Part of the new collection: Eddy wallpaper in an assortment of colors.
Becoming a Designer ... Don't Wait for the Right Timing
Larson calls herself a late bloomer, since she’s switched careers several times. “I think after we have children, we kind of maybe get the perspective to look around and think, ‘Do I do I really want to go back and use my time this way’ or What I was doing before did I love it or is there's something else that I want to spend all my time doing that I'm going to love more.’”
She advocates finding a mentor because a person experienced in the field you want to try can collapse the learning curve. Larson is self-taught and while she’s learned from her mistakes, she recognizes the benefit of more formalized education. “I find that people in the industry are very kind, you can reach out and just take action,” she said.
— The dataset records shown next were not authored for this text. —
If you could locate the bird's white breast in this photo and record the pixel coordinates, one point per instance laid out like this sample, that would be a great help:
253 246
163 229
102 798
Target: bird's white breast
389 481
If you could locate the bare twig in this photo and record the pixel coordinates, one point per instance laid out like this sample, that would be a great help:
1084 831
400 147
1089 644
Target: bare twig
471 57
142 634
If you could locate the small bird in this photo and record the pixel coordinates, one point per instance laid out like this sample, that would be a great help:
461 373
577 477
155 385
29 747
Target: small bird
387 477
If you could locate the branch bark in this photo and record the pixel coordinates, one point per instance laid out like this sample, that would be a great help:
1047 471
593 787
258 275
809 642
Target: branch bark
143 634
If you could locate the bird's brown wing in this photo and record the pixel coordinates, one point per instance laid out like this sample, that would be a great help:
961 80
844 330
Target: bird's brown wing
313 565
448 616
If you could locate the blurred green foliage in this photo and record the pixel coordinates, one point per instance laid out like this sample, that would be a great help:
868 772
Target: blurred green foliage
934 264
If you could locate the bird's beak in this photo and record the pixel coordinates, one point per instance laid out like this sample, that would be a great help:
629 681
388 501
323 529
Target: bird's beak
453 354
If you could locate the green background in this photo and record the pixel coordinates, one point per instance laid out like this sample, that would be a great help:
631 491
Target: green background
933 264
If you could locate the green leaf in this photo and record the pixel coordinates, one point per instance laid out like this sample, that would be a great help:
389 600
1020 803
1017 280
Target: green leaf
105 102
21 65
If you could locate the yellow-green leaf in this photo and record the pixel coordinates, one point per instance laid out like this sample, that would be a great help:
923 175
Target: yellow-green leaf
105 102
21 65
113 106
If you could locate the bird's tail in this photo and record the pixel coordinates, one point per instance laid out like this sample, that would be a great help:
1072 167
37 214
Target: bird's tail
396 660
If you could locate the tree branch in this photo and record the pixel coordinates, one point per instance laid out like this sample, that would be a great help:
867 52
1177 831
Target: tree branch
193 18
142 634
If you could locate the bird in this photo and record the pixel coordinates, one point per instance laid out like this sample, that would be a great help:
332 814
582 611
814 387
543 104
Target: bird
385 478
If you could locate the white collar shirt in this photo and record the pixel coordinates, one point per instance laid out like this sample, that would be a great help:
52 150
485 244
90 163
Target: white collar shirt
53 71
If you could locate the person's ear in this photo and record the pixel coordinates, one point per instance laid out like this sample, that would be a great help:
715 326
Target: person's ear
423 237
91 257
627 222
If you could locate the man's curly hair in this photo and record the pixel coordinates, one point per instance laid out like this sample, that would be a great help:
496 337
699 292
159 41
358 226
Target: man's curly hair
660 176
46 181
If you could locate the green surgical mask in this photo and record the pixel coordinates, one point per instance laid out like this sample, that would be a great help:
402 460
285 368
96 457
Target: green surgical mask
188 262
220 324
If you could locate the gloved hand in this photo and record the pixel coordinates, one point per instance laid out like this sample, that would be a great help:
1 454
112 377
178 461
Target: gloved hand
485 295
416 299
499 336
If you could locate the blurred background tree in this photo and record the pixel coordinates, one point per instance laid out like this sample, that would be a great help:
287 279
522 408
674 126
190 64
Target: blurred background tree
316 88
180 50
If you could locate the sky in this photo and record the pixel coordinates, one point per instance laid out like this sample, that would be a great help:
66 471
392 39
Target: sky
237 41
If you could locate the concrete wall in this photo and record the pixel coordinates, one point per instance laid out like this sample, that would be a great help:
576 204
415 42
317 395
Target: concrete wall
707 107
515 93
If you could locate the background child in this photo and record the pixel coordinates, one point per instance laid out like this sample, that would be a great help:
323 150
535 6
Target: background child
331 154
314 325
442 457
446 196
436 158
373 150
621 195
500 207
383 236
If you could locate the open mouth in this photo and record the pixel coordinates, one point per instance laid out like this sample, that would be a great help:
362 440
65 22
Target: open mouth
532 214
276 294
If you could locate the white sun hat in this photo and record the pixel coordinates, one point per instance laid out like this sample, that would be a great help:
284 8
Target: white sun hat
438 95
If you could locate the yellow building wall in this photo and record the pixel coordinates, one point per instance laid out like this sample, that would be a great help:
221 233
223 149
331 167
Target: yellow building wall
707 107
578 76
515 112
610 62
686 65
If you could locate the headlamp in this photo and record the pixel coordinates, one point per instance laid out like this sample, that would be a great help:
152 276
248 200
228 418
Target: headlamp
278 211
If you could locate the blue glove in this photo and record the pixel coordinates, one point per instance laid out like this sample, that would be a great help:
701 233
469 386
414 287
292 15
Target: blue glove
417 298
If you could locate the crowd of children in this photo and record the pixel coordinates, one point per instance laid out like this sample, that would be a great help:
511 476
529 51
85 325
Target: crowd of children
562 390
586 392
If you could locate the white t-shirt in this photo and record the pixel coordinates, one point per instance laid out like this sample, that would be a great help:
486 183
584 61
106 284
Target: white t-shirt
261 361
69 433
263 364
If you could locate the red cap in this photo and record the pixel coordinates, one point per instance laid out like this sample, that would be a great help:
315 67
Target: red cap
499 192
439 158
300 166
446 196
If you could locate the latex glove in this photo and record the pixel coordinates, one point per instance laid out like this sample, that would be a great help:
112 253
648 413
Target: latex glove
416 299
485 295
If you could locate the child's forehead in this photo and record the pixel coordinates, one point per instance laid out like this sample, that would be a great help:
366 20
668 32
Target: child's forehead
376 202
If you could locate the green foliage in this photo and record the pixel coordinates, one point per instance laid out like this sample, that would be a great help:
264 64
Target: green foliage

When she started she relied on books—she couldn’t just Google information at the time.
Never wait for the timing to be perfect, she offered. For Larson, resiliency is always the key … in sailing and in life. On a boat “if something breaks or if you face a challenge, you figure out a way around it,” she explained. Success comes when you “take action, find a way and start.”
Oakley, the family’s Goldendoodle rescue hangs out with Larson in the studio all day.